![[The Ross Report. By Robert Ross, Senior Vice President + Executive Director]](/images/rr-head3.gif)
May 1, 2002
On Seeing the Broader View in ALS Research
Although we have some distance to go before we can announce that we know how to stop the deadly disease amyotrophic lateral sclerosis also known as ALS or Lou Gehrig's disease the time has come to say we've come a long way. And I think we're going to go a lot further a lot sooner than some people believe.
When Yankees baseball player Lou Gehrig developed the disease more than 60 years ago, there were no treatments and no clues as to the cause of this paralyzing and ultimately fatal disease to which Gehrig succumbed in 1941. His devoted wife, Eleanor, fed him grass for its vitamin E content. That was about all she could do.
The causes of, and treatments for, ALS remained stubbornly elusive. But by the early 1990s, there were quite a few ideas about ALS, and most of them came from the laboratories and clinics of MDA-funded investigators.
In particular, a young physician-scientist named Jeffrey Rothstein at Johns Hopkins University in Baltimore was working on a theory that ALS could be caused by misregulation of a chemical called glutamate, one of a number of substances that send signals from one cell to another in the nervous system.
Rothstein and other MDA-supported researchers looked closely at glutamate how it was formed, released, sent from some cells, received by others, and then whisked away after its work was done. Their findings suggested that there was too much glutamate in the area around nerve cells in people with ALS, and that flaws in the cellular processing of glutamate were likely at fault.
By the end of 1995, the pharmaceutical company Rhone-Poulenc Rorer announced that it had evidence from large-scale clinical trials that a drug that interfered with glutamate could slow the progression of the disease. That drug, Rilutek, now marketed by Aventis Pharmaceuticals, was the first ever to be approved by the U.S. Food and Drug Administration for the specific treatment of ALS. The development of this drug, which was launched to the general public early in 1996 and remains a mainstay of ALS treatment, owes a great deal to MDA-supported basic science research.
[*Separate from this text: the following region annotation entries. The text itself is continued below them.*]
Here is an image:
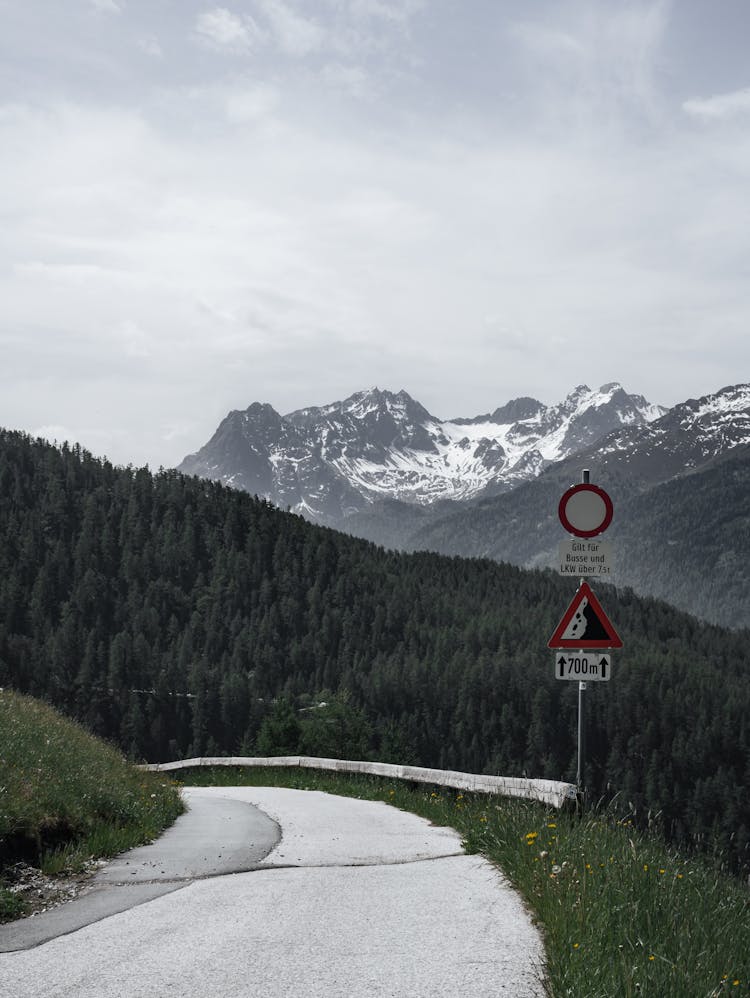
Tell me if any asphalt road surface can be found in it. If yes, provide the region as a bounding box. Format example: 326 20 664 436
0 787 543 998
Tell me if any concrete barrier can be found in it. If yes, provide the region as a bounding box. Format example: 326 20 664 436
141 755 576 808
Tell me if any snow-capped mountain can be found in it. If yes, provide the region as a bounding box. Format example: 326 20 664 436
412 384 750 572
179 383 666 526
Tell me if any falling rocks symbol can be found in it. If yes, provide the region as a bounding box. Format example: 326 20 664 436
563 597 609 641
548 582 622 648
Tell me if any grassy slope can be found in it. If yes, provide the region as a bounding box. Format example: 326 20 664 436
0 690 183 921
180 768 750 998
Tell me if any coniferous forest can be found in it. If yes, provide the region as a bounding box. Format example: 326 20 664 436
0 431 750 869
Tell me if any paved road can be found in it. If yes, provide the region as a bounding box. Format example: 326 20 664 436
0 787 543 998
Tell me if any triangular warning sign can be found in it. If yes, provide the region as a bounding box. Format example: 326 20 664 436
547 582 622 648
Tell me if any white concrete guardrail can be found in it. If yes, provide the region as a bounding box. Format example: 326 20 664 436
140 755 576 808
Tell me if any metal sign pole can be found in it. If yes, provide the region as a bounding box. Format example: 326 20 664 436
576 468 589 811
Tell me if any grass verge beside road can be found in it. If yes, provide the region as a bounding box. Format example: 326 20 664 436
0 690 184 922
184 767 750 998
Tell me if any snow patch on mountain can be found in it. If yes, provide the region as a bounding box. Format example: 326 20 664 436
180 382 665 524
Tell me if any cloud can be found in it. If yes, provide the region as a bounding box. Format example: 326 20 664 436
349 0 426 24
194 7 263 52
682 87 750 120
224 83 281 124
260 0 325 57
508 0 669 124
89 0 122 14
320 62 376 98
138 35 164 59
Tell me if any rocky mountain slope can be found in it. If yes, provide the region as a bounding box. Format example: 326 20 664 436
412 385 750 626
178 383 666 529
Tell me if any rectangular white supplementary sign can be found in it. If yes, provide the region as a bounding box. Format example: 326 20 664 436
555 651 612 683
557 537 615 578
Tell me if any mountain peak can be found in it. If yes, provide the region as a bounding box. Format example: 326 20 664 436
179 382 661 527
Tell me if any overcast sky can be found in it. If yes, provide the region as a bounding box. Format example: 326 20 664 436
0 0 750 468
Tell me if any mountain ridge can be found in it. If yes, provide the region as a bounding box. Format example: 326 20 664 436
178 382 666 529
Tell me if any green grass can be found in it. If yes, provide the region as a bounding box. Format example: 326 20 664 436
179 767 750 998
0 690 184 921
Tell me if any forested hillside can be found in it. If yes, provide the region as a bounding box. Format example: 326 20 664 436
0 432 750 865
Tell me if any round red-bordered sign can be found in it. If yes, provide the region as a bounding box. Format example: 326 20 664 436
557 484 614 537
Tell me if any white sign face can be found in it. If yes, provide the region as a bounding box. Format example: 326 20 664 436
555 651 612 683
556 537 615 578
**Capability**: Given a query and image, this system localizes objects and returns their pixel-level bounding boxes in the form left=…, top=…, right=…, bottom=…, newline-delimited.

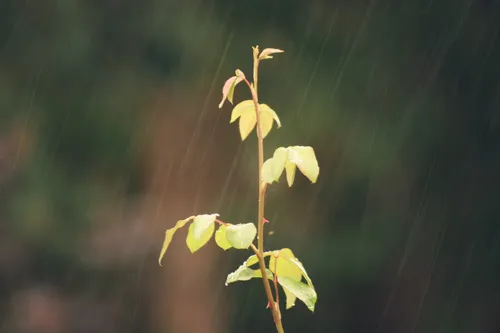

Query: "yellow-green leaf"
left=219, top=76, right=243, bottom=109
left=234, top=69, right=245, bottom=79
left=239, top=111, right=257, bottom=141
left=262, top=147, right=287, bottom=184
left=245, top=251, right=274, bottom=267
left=278, top=276, right=318, bottom=312
left=158, top=216, right=195, bottom=266
left=259, top=104, right=281, bottom=138
left=229, top=99, right=255, bottom=123
left=252, top=45, right=259, bottom=59
left=186, top=214, right=219, bottom=253
left=259, top=48, right=285, bottom=60
left=215, top=225, right=232, bottom=251
left=269, top=248, right=302, bottom=309
left=226, top=223, right=257, bottom=250
left=285, top=161, right=297, bottom=187
left=288, top=146, right=319, bottom=183
left=226, top=263, right=273, bottom=286
left=229, top=100, right=257, bottom=140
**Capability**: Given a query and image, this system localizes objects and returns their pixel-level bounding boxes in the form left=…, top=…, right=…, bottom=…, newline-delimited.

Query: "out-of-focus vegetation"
left=0, top=0, right=500, bottom=333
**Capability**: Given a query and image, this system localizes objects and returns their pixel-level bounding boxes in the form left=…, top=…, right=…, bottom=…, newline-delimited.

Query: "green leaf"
left=234, top=69, right=246, bottom=80
left=226, top=264, right=273, bottom=286
left=288, top=146, right=319, bottom=183
left=219, top=75, right=244, bottom=109
left=226, top=252, right=274, bottom=286
left=285, top=161, right=297, bottom=187
left=229, top=99, right=255, bottom=123
left=226, top=265, right=260, bottom=286
left=215, top=225, right=232, bottom=251
left=269, top=248, right=302, bottom=309
left=259, top=104, right=281, bottom=138
left=226, top=223, right=257, bottom=250
left=278, top=276, right=318, bottom=312
left=252, top=45, right=259, bottom=59
left=259, top=48, right=285, bottom=60
left=262, top=147, right=287, bottom=184
left=158, top=216, right=195, bottom=266
left=245, top=251, right=274, bottom=267
left=186, top=214, right=219, bottom=253
left=229, top=100, right=257, bottom=141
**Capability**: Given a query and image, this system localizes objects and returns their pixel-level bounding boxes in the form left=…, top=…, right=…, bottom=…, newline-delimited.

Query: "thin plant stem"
left=244, top=57, right=285, bottom=333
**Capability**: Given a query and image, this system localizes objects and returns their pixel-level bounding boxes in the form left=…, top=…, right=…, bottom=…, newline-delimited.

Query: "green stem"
left=245, top=59, right=285, bottom=333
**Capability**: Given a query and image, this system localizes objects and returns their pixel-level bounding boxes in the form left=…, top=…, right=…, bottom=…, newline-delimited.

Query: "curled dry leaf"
left=259, top=48, right=285, bottom=60
left=219, top=75, right=245, bottom=109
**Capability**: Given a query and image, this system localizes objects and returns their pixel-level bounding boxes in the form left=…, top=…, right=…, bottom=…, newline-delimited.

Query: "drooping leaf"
left=259, top=48, right=285, bottom=60
left=226, top=265, right=273, bottom=286
left=158, top=216, right=195, bottom=266
left=289, top=258, right=314, bottom=289
left=226, top=252, right=274, bottom=286
left=278, top=276, right=318, bottom=312
left=219, top=76, right=243, bottom=109
left=239, top=111, right=257, bottom=141
left=245, top=251, right=274, bottom=267
left=262, top=147, right=287, bottom=184
left=215, top=225, right=232, bottom=251
left=259, top=104, right=281, bottom=138
left=229, top=100, right=257, bottom=140
left=252, top=45, right=259, bottom=59
left=269, top=248, right=302, bottom=309
left=186, top=214, right=219, bottom=253
left=234, top=69, right=245, bottom=80
left=288, top=146, right=319, bottom=183
left=226, top=265, right=260, bottom=286
left=229, top=99, right=255, bottom=123
left=226, top=223, right=257, bottom=250
left=285, top=161, right=297, bottom=187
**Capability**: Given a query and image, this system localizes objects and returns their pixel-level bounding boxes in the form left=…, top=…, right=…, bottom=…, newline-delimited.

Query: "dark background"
left=0, top=0, right=500, bottom=333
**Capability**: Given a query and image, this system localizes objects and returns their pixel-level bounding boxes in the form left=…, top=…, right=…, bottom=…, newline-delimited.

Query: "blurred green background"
left=0, top=0, right=500, bottom=333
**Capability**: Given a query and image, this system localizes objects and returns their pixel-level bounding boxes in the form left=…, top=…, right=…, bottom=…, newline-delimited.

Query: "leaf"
left=289, top=258, right=314, bottom=288
left=259, top=48, right=285, bottom=60
left=158, top=216, right=195, bottom=266
left=252, top=45, right=259, bottom=59
left=269, top=248, right=302, bottom=309
left=186, top=214, right=219, bottom=253
left=285, top=161, right=297, bottom=187
left=245, top=251, right=274, bottom=267
left=219, top=75, right=243, bottom=109
left=226, top=223, right=257, bottom=250
left=288, top=146, right=319, bottom=183
left=229, top=100, right=257, bottom=141
left=239, top=111, right=257, bottom=141
left=215, top=225, right=232, bottom=251
left=226, top=252, right=274, bottom=286
left=226, top=265, right=273, bottom=286
left=260, top=104, right=281, bottom=138
left=234, top=69, right=246, bottom=80
left=226, top=265, right=260, bottom=286
left=229, top=99, right=255, bottom=123
left=278, top=276, right=318, bottom=312
left=262, top=147, right=287, bottom=184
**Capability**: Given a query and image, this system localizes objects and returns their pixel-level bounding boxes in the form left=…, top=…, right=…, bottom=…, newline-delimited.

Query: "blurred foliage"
left=0, top=0, right=500, bottom=333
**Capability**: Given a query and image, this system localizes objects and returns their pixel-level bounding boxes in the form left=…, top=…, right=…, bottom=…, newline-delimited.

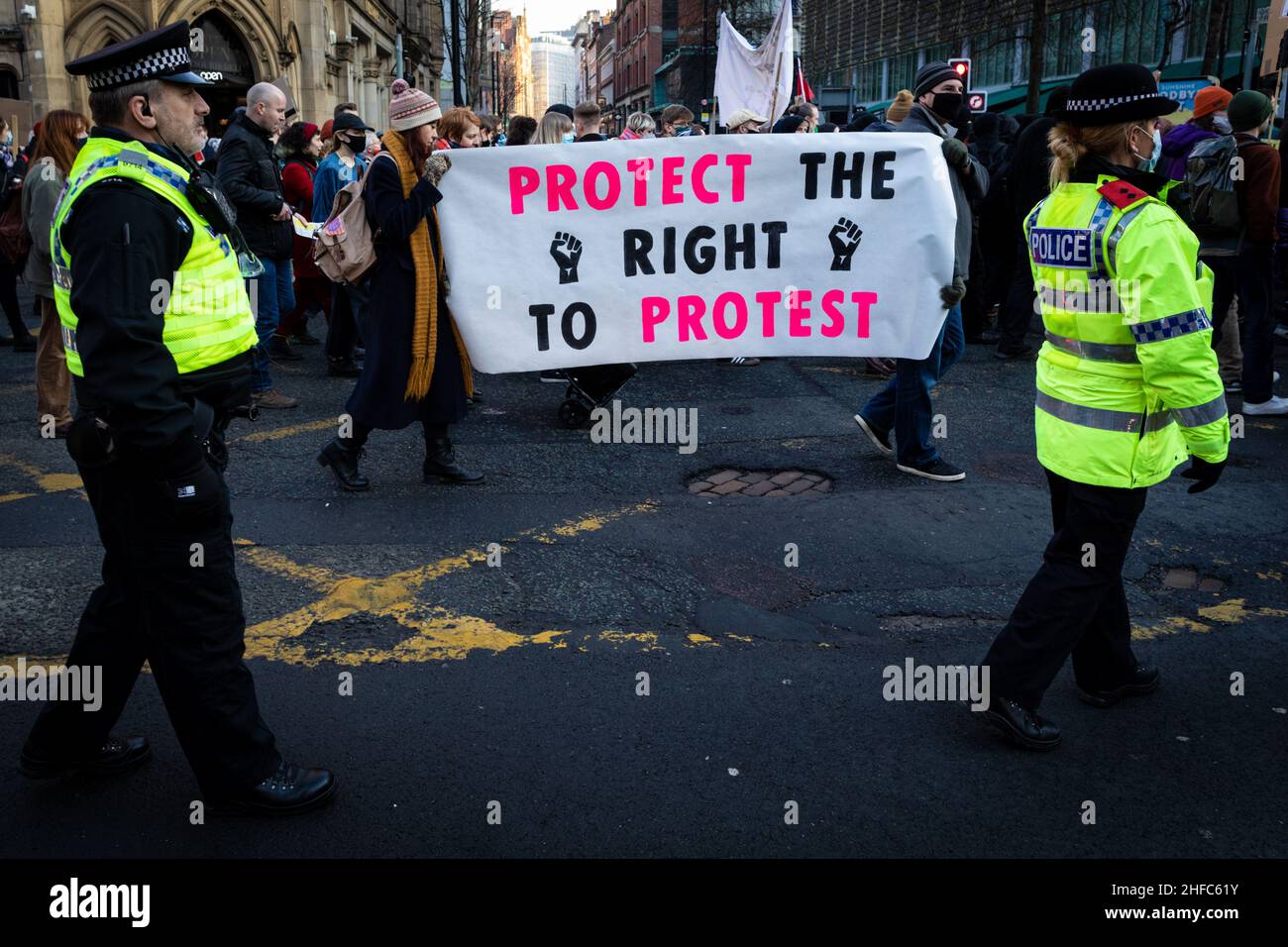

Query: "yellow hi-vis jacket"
left=49, top=138, right=257, bottom=377
left=1024, top=175, right=1231, bottom=487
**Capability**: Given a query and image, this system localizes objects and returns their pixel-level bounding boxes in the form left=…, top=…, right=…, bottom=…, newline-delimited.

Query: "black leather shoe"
left=421, top=438, right=483, bottom=484
left=207, top=760, right=335, bottom=815
left=326, top=359, right=362, bottom=377
left=1078, top=665, right=1162, bottom=708
left=18, top=737, right=152, bottom=780
left=318, top=437, right=371, bottom=492
left=971, top=694, right=1060, bottom=750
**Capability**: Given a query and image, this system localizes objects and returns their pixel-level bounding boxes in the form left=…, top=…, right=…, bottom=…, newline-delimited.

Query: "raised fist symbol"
left=550, top=233, right=581, bottom=283
left=827, top=217, right=863, bottom=271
More recently, Benjamin Brooks, who directs the MDA/ALS Center at the University of Wisconsin in Madison, observed something interesting about a patient of his who had both ALS and breast cancer. Instead of the expected decline in strength and function from ALS, the patient demonstrated an actual gain in strength for a time and then a stabilization of function over the next three years. At the time, she was taking a new breast cancer drug, tamoxifen.
Building on the earlier glutamate research and leaving no stone unturned, Brooks read up on tamoxifen and found a paper suggesting it, too, might interfere with glutamate. After first testing the drug in ALS-affected mice and finding that it prolonged their survival, Brooks applied for and received MDA support to study the effects of tamoxifen in people with ALS. That study is now under way.
Meanwhile, back East, the Hopkins researchers, including Rothstein and Dan Drachman, co-directors of the MDA/ALS Center there, were thinking in yet another direction.
In the late 1990s, Drachman began seeing reports that glutamate doesn't just come from nerve cells but from other cells around them called astrocytes. Astrocytes, he learned, release glutamate in response to other body chemicals, among them one called COX-2.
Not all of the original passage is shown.